A good number of insects spend the winter as eggs that simply hatch into a new generation when the weather improves.  There are examples too numerous to mention, but my personal favorite, at least in terms of their parental care, is the gypsy moth.  Before the big chill arrives, female gypsy moths lay eggs in dense clusters around the bases of trees.  The female uses silk to attach hair pulled from her own body to the egg cluster providing some modicum of protection from the elements.  The hairs are irritating to the touch and may also serve against predators.  This behavior sounds very self-sacrificing, but life after laying eggs is short for a gypsy moth, so the hairs are better used protecting eggs than adorning a moth corpse.

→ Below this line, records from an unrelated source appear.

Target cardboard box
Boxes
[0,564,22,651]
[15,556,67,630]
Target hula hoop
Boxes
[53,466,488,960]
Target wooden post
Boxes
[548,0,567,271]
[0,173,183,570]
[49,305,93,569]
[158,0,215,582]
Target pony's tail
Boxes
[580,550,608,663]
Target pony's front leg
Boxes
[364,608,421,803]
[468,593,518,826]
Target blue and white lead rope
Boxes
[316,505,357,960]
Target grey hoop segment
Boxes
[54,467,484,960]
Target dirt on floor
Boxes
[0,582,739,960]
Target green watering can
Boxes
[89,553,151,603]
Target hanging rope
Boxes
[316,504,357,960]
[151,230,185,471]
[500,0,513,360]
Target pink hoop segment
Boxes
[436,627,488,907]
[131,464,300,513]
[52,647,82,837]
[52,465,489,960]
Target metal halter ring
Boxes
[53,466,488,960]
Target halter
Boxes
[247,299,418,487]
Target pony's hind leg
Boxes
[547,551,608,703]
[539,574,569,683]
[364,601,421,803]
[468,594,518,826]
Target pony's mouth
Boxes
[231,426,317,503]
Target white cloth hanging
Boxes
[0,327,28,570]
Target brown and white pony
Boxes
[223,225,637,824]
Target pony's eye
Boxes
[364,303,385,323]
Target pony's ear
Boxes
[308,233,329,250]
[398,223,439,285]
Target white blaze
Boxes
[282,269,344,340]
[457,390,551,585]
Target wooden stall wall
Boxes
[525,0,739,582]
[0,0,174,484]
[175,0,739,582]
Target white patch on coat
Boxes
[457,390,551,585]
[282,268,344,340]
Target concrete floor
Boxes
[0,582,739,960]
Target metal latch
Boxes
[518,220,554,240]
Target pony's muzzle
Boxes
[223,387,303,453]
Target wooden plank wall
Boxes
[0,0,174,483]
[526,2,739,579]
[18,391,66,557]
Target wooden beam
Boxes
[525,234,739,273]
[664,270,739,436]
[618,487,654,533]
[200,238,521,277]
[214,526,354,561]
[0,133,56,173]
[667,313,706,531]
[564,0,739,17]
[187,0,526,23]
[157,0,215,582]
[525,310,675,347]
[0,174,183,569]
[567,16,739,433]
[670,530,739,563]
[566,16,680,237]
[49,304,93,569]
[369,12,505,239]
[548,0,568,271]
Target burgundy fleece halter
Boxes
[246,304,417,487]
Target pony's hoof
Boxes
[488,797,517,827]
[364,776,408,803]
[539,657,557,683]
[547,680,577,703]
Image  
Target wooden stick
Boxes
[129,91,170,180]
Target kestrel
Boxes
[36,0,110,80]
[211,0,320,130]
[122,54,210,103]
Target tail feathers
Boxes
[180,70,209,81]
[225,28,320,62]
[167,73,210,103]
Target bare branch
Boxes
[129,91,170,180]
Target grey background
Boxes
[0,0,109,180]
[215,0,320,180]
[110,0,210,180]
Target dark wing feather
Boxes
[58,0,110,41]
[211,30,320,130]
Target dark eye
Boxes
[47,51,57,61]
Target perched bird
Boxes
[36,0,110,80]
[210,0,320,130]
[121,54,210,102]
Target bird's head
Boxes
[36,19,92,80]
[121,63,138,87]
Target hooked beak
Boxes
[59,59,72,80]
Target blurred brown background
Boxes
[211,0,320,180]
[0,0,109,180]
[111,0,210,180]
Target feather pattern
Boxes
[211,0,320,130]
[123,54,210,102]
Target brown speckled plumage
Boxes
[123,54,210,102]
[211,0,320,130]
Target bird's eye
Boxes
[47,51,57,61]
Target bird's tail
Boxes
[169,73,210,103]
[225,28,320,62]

Spring hatchlings use silk of their own making to “balloon” away on the wind, Charlotte’s Web style.

The list of winter pupating insects is also long, but among the more familiar are some members of the swallowtail butterfly family (Papilionidae).  The familiar tiger swallowtail and the eastern black swallowtail both sleep away the winter secure in silken pupal cases spun by the larvae.  All appears quite in a chrysalis to the casual observer, but the stillness belies the cellular migration that transforms the caterpillar body into a butterfly.  This process is driven by daylength and temperature, cues than ensure successful butterfly emergence timing in spring.

And what about those winter wandering “usual suspects” I mentioned above?  I took a few winter rambles this year just to see who might be braving the snow.  My December trips were a bust as far as insects went, but January yielded dozens of non-biting midges, small winter stoneflies, a cranefly in the genus Trichocera, and an energetic snow scorpionfly backpacking his mate about the place; you can find photographs I took on iNaturalist.  The cranefly even mustered a brief flight when it grew tired of me placing it on my glove for a better photograph.  What brought such an abundance of mid-winter insect life?  I have no idea, but I’m taking it as a good omen for 2021!